One of the world’s first motorcycles from 1899 goes on auction
We have previously shown you in great documented detail about the great cars from yester years, which were aggressively sought after by collectors and fans alike. A similar wave of affection also seems to exist for 2-wheelers as well, whereby the earliest renditions garner attention from collectors of these vehicles who have a soft corner for the nostalgia and history they bring along. Our past writings on such events include the vintage BMW bike sale, and also the 1894 Roper Steam Motorcycle which changed hands in Las Vegas in 2011. Now an 1899 Motor-Wheel with Singer Bicycle frame is up for auction through Bonhams, and is expected to fetch $34,154 (£21,000).
Like most vintage autos, one perhaps ought to not compare the engine performance with those fitted with the modern engines of today. This 4-stroke motorcycle has a maximum speed of barely above what brisk walking would be, and the fuel tank can hold for it to travel a distance of 50 miles at a go. Also the rough terrain of the roads would be felt on this machine, as the shock absorbers seen in most bikes today, are absent on this one. But then, way back in 1899, not even the premium cars had them, and this was more than just a normal cycle.

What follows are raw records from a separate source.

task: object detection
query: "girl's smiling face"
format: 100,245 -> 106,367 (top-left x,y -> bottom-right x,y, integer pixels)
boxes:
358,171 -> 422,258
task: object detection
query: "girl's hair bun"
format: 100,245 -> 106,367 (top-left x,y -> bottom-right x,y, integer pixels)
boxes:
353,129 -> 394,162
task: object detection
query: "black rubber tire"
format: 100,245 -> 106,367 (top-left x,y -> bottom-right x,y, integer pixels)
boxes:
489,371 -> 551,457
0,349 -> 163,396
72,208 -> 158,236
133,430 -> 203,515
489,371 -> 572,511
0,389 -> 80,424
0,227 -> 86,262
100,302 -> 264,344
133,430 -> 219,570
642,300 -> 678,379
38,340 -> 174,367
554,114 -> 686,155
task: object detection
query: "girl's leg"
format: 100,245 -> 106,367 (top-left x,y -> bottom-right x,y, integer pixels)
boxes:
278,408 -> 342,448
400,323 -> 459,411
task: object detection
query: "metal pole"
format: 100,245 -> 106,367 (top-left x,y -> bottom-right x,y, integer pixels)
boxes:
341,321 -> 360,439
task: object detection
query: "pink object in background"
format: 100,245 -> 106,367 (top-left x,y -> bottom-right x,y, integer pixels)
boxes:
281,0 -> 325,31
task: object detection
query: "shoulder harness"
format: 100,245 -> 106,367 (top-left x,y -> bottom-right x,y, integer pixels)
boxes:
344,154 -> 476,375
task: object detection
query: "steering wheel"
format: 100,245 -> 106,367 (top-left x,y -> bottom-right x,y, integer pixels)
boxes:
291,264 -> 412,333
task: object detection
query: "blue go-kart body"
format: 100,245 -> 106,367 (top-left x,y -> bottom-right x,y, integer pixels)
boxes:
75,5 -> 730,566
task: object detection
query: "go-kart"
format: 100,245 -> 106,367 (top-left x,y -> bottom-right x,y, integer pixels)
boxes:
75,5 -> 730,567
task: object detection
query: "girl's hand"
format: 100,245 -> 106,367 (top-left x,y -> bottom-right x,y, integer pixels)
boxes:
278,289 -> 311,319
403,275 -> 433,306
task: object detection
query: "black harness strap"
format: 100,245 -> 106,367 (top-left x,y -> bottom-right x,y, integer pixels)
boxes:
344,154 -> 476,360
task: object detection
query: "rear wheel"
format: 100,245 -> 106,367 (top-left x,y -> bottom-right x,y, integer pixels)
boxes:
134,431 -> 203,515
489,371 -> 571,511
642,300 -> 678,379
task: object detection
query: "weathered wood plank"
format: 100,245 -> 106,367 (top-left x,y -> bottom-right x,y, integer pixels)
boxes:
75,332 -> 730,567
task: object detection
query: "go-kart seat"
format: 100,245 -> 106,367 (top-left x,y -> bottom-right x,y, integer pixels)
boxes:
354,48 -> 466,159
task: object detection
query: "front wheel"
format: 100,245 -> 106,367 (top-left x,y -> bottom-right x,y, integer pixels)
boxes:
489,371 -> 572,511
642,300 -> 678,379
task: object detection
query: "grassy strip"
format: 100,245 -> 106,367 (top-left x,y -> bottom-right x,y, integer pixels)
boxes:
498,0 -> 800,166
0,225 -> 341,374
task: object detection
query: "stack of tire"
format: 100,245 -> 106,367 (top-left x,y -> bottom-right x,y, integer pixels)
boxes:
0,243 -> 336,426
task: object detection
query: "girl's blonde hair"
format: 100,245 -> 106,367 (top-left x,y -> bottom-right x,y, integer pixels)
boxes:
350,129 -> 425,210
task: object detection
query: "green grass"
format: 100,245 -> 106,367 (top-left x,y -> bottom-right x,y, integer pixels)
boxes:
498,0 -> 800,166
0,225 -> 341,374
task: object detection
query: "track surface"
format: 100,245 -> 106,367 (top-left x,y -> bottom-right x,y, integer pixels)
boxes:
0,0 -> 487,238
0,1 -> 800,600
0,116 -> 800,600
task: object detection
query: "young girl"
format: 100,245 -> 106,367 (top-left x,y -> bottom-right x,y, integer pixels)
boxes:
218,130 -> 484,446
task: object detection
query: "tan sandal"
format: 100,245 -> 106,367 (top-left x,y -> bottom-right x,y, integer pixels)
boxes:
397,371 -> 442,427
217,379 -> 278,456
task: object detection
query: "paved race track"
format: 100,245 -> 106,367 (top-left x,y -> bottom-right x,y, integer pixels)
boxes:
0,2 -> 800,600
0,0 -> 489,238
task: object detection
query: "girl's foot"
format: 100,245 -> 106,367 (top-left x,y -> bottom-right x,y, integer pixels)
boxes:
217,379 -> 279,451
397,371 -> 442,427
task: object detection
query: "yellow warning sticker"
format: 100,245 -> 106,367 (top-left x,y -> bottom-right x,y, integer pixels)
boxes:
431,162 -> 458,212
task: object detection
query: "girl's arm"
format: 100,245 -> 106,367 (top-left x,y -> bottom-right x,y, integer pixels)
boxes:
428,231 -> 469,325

When this bike was being created by the pair of Edward Perks and Harold Birch, they showed their keen acumen in designing, by including some subtle modifications to the construction of the frame. The engine for example, was placed within the confines of the rear wheel, which made more comfortable for the occupant to travel on this bike. The central frame only has the green and gold worked fuel tank, which is connected to the engine through a couple of thin pipes.
As per its ownership history goes, one can find evidence of its being registered in 1927, by Dan Bradbury, after which it had changed hands a few times. Eventually in 1999, the restoration work was done, including the chains, wheels, and frame and also the paintwork. However, since the front mud-guard was missing, it hasn’t been replaced in this case.